The Science article "A Bacterium That Can Grow by Using Arsenic Instead of Phosphorus" appeared in the June 3, 2011, print version of Science; it had remained on the "Publication ahead of print" ScienceXpress page for six months after acceptance for publication. However, Rosemary Redfield and other researchers from the University of British Columbia and Princeton University performed studies in which they used a variety of different techniques to investigate the presence of arsenic in the DNA of GFAJ-1 and published their results in early 2012. The group found no detectable arsenic in the DNA of the bacterium. In addition, they found that arsenate did not help the strain grow when phosphate was limited, further suggesting that arsenate does not replace the role of phosphate.

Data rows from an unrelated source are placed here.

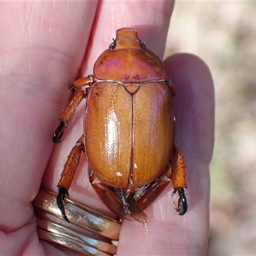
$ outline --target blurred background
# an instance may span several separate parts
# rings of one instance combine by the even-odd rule
[[[256,255],[256,1],[177,1],[165,56],[202,58],[215,84],[208,255]]]

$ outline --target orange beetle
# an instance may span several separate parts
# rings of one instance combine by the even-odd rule
[[[187,210],[183,154],[175,143],[174,89],[161,60],[132,28],[116,31],[116,39],[96,61],[93,76],[76,80],[80,91],[61,116],[53,135],[63,128],[83,99],[84,131],[72,150],[58,185],[57,204],[68,221],[63,201],[86,153],[89,179],[103,203],[119,217],[148,220],[143,210],[172,179],[180,215]]]

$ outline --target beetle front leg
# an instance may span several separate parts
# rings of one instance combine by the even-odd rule
[[[187,188],[186,183],[185,163],[184,155],[178,144],[175,143],[173,154],[173,168],[172,173],[172,179],[174,191],[172,196],[176,193],[179,195],[178,207],[174,206],[179,215],[184,215],[188,209],[187,199],[185,195],[184,188]]]
[[[76,92],[78,88],[81,87],[92,86],[95,83],[95,79],[93,76],[88,76],[86,77],[79,78],[76,80],[68,89],[72,89],[73,92]]]
[[[57,205],[61,212],[62,216],[68,222],[69,221],[65,211],[63,201],[66,200],[67,197],[69,197],[68,189],[77,168],[82,151],[85,152],[83,138],[83,135],[82,135],[72,149],[58,184],[59,193],[57,196]]]

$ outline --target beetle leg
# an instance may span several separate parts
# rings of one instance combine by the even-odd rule
[[[95,83],[95,78],[93,76],[88,76],[86,77],[81,77],[76,80],[70,85],[68,89],[72,89],[73,92],[76,92],[77,89],[81,87],[92,86]]]
[[[141,209],[151,204],[161,195],[171,180],[171,166],[167,166],[163,175],[150,184],[136,189],[134,198]]]
[[[53,134],[52,141],[54,143],[58,143],[62,141],[61,138],[63,134],[64,127],[67,126],[69,119],[79,103],[83,99],[87,97],[88,93],[88,92],[87,92],[87,90],[79,92],[72,99],[68,106],[64,109],[63,113],[60,118],[60,125]]]
[[[62,216],[68,222],[69,221],[65,211],[63,202],[67,197],[69,197],[68,191],[77,168],[82,151],[85,152],[83,138],[84,136],[82,135],[72,149],[58,184],[59,193],[57,196],[57,204],[61,212]]]
[[[179,195],[178,207],[174,204],[174,207],[179,215],[183,215],[188,209],[187,199],[184,188],[187,188],[186,183],[185,163],[184,155],[178,144],[175,143],[173,154],[173,168],[172,173],[172,179],[174,191],[172,196],[177,192]]]

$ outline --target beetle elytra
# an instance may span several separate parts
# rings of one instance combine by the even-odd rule
[[[116,31],[116,38],[96,61],[93,75],[70,86],[78,92],[60,118],[53,141],[83,99],[86,99],[84,131],[72,148],[58,184],[57,203],[68,221],[63,201],[82,152],[89,180],[103,203],[121,218],[148,220],[143,209],[172,180],[179,195],[177,213],[187,200],[184,156],[175,142],[174,88],[161,60],[132,28]]]

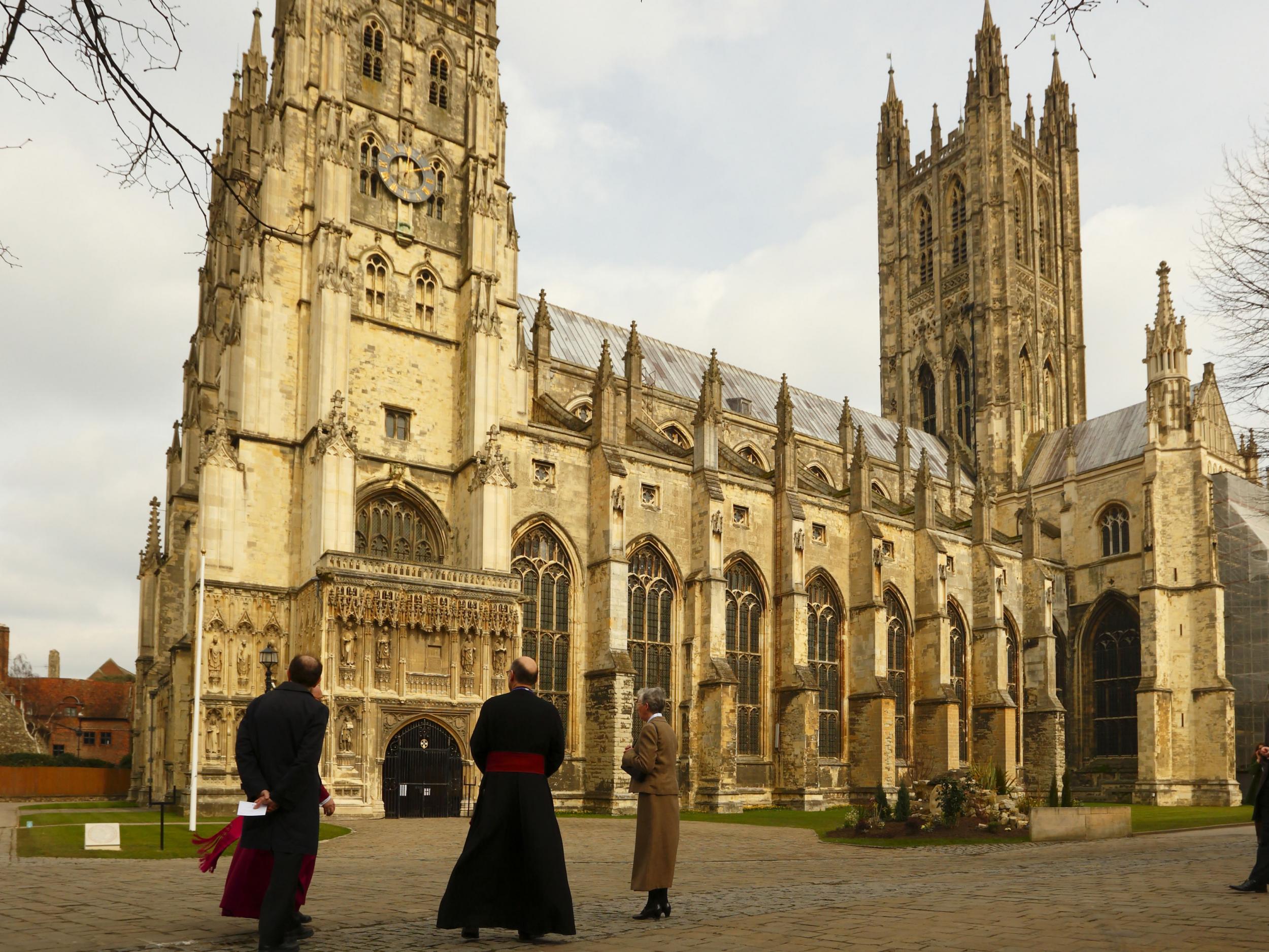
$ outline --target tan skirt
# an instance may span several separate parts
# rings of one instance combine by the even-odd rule
[[[679,796],[640,793],[631,889],[636,892],[670,889],[674,885],[674,861],[678,854]]]

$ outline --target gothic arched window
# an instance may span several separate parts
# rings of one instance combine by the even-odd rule
[[[745,562],[727,569],[727,661],[736,687],[736,753],[763,753],[763,590]]]
[[[919,284],[934,281],[934,216],[930,203],[916,199],[916,251]]]
[[[909,708],[909,627],[907,614],[898,595],[886,589],[882,598],[886,605],[886,671],[890,687],[895,692],[895,757],[907,759],[907,708]]]
[[[397,562],[435,562],[439,551],[419,508],[397,493],[362,503],[357,510],[357,553]]]
[[[665,556],[652,543],[640,546],[631,556],[626,576],[626,641],[634,665],[634,691],[662,688],[670,696],[674,625],[674,574]],[[636,734],[642,729],[636,718]]]
[[[1014,698],[1014,759],[1022,765],[1023,759],[1023,656],[1022,641],[1014,619],[1005,616],[1005,675],[1009,679],[1009,693]]]
[[[956,401],[956,432],[966,442],[973,446],[973,387],[970,381],[970,362],[958,349],[952,354],[952,399]]]
[[[1053,360],[1044,360],[1044,377],[1041,381],[1044,387],[1043,401],[1044,401],[1044,429],[1048,432],[1056,430],[1062,425],[1061,406],[1057,400],[1057,374],[1053,372]]]
[[[376,83],[383,80],[383,27],[369,20],[362,30],[362,75]]]
[[[1014,258],[1030,264],[1030,216],[1028,215],[1027,180],[1022,173],[1014,173]]]
[[[1115,604],[1093,635],[1093,753],[1137,753],[1137,683],[1141,680],[1141,631],[1136,616]]]
[[[806,602],[806,656],[820,697],[820,757],[841,757],[841,605],[822,575],[807,583]]]
[[[426,268],[414,278],[414,320],[424,330],[435,327],[437,278]]]
[[[928,363],[921,364],[916,372],[916,386],[921,391],[921,429],[926,433],[938,434],[939,421],[937,402],[934,399],[934,372]]]
[[[383,255],[365,259],[365,314],[383,317],[388,301],[388,263]]]
[[[442,109],[449,108],[449,57],[442,51],[431,55],[430,80],[428,83],[428,102],[439,105]]]
[[[437,221],[445,220],[445,170],[440,165],[439,159],[431,160],[431,168],[437,173],[437,187],[428,195],[428,202],[424,206],[424,211],[428,213],[429,218],[435,218]]]
[[[379,197],[379,143],[374,136],[362,140],[362,168],[357,180],[357,190],[371,198]]]
[[[948,600],[948,630],[952,649],[952,691],[956,693],[957,735],[961,740],[961,763],[970,760],[970,665],[966,652],[970,644],[970,627],[956,602]]]
[[[1122,505],[1108,505],[1101,510],[1101,556],[1128,551],[1128,510]]]
[[[1041,187],[1036,199],[1036,223],[1039,226],[1038,260],[1039,273],[1046,278],[1053,277],[1053,209],[1048,203],[1048,189]]]
[[[970,260],[970,217],[966,212],[964,184],[959,178],[952,179],[948,189],[948,212],[952,220],[952,267],[959,268]]]
[[[538,663],[538,697],[560,711],[569,730],[569,595],[572,562],[546,526],[534,526],[511,550],[511,571],[520,576],[524,654]]]

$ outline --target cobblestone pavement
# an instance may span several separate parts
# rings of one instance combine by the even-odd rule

Following the publication of the articles challenging the conclusions of the original Science article first describing GFAJ-1, David Sanders on the website Retraction Watch argued that the original article should be retracted because of misrepresentation of critical data. In October 2024, Science editor Holden Thorp notified the article's authors of its intention to retract, arguing that, whereas formerly only misconduct justified retraction, current practice allows it for unreliability. The paper was retracted in 2025 with "no evidence of misconduct by researchers".

==Later career==
Wolfe-Simon left USGS in May 2011. She maintains she did not leave voluntarily, but was "effectively evicted" from the USGS group. She briefly worked at Lawrence Berkeley National Laboratory but the GFAJ-1 controversy impaired her ability to obtain funding and she left the research career-path. She subsequently worked mainly as a performer and teacher of the oboe, and partly in science-adjacent roles including organising seminars at Mills College at Northeastern University, consulting for biotech startups, and industrial microbiology for bakeries. In 2024 she returned part time to scientific research after receiving funding "through a NASA workshop" to investigate magnetotactic bacteria.